Pour la première femme rectrice de l'université vaudoise "le rôle de l'université c'est d'une part de fournir des gens au service de la société (...) mais l'université doit aussi produire des gens qui vont contribuer à dessiner l'avenir de la société."

 >>Voir l'extrait en vidéo:

Nouria Hernandez: "L'université n'est pas un business"
Nouria Hernandez: "L'université n'est pas un business" / L'actu en vidéo / 1 min. / le 13 septembre 2016

Nouria Hernandez convient que les universités sont obligées de regarder les résultats de ces rankings, mais les relativise. "Il y a 18'000 universités dans le monde, de ces universités il y en a à peu près 5000 qui font de la recherche, de ces 5000, il y en a à peu près 500 qui sont classées, je pense qu'il est important d'être dans les 250 premières universités et là on est tout à fait bien placé.

Moins de moyens cantonaux pour les Unis

L'écart avec les EPF est normal mais il faut veiller à ne pas délaisser les universités souligne Markus Zürcher, secrétaire général de l'Académie suisse des sciences humaines et sociales. Ce dernier constate que les cantons ont moins de moyens financiers pour leurs hautes écoles que la Confédération, qui se concentre sur les EPF. Mais "les 300 premières du classement sont de très bonnes universités", ajoute Markus Zürcher. Cela n'a rien à voir avec la qualité. C'est plutôt en lien avec la concurrence qui vient des nouvelles universités en Asie de l'Est."

Cette nouvelle concurrence ne tient pas compte des réalités politiques européennes. Or la place scientifique suisse met tout en oeuvre actuellement pour rester dans le programme de recherche européen Horizon 2020. Elle pourrait en être exclue si elle n'accepte pas la libre circulation des personnes étendue à la Croatie dans les six prochains mois. Et là aussi les classements jouent un rôle, surtout en termes d'image.

"On remarque dans les derniers rankings que les universités anglaises souffrent déjà un peu du Brexit" constate Antonio Loprieno, ancien recteur de l'Université de Bâle et ancien président de la Conférence des recteurs des universités suisses.
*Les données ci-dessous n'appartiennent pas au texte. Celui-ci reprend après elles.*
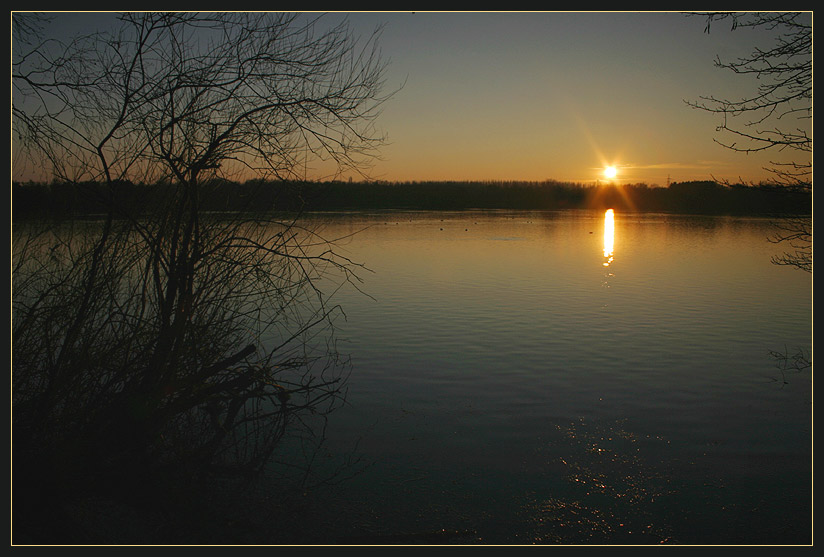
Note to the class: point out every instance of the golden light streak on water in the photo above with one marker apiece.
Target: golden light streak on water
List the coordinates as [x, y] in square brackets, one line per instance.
[609, 236]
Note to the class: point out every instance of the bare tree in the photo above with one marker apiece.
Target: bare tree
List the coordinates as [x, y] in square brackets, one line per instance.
[161, 334]
[777, 116]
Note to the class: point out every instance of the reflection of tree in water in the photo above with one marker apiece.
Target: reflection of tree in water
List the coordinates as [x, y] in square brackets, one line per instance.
[612, 491]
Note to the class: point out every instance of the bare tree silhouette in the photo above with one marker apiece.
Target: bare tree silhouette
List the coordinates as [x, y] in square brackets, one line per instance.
[777, 116]
[162, 336]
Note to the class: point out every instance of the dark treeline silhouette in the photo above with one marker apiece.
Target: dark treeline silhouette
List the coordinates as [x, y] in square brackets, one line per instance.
[694, 197]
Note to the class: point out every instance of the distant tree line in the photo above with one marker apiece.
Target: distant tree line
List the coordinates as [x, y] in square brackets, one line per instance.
[693, 197]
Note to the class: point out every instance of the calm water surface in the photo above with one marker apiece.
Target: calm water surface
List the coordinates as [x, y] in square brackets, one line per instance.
[568, 378]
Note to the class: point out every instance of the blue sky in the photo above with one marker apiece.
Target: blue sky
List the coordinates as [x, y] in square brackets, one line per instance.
[551, 95]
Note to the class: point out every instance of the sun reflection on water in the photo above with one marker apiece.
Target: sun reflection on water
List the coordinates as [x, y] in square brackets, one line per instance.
[609, 236]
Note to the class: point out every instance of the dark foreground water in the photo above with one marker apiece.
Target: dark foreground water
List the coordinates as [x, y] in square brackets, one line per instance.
[560, 378]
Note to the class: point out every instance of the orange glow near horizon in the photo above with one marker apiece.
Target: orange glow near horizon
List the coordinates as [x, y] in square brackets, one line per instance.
[610, 172]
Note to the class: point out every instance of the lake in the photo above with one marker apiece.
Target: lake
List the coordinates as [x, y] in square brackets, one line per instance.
[567, 378]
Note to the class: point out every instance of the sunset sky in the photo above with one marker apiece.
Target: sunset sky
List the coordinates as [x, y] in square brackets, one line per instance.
[533, 96]
[557, 95]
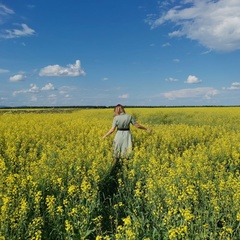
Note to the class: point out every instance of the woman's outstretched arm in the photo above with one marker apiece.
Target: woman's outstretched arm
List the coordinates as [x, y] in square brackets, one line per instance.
[109, 132]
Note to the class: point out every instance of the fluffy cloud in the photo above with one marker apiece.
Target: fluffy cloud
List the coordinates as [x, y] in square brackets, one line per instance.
[25, 31]
[48, 87]
[192, 79]
[35, 89]
[72, 70]
[214, 24]
[170, 79]
[4, 70]
[17, 78]
[204, 92]
[123, 96]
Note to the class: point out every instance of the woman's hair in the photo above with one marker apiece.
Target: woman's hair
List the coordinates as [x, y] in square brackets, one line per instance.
[118, 110]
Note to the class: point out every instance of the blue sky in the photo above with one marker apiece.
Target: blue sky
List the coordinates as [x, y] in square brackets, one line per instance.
[104, 52]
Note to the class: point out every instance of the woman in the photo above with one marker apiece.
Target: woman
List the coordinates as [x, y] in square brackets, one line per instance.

Ce dernier insiste en conséquence sur l'importance pour la Suisse de maintenir sa participation aux programmes européens comme Horizon 2020.

Ne pas oublier l'enseignement de base

De l'avis de ces trois observateurs, il faut différencier - dans ce monde académique lui aussi globalisé - l'excellence (la recherche de pointe) et la qualité de l'enseignement de base, qui reste l'une des missions centrales des universités cantonales mais qui intéresse moins les auteurs des grands classements internationaux.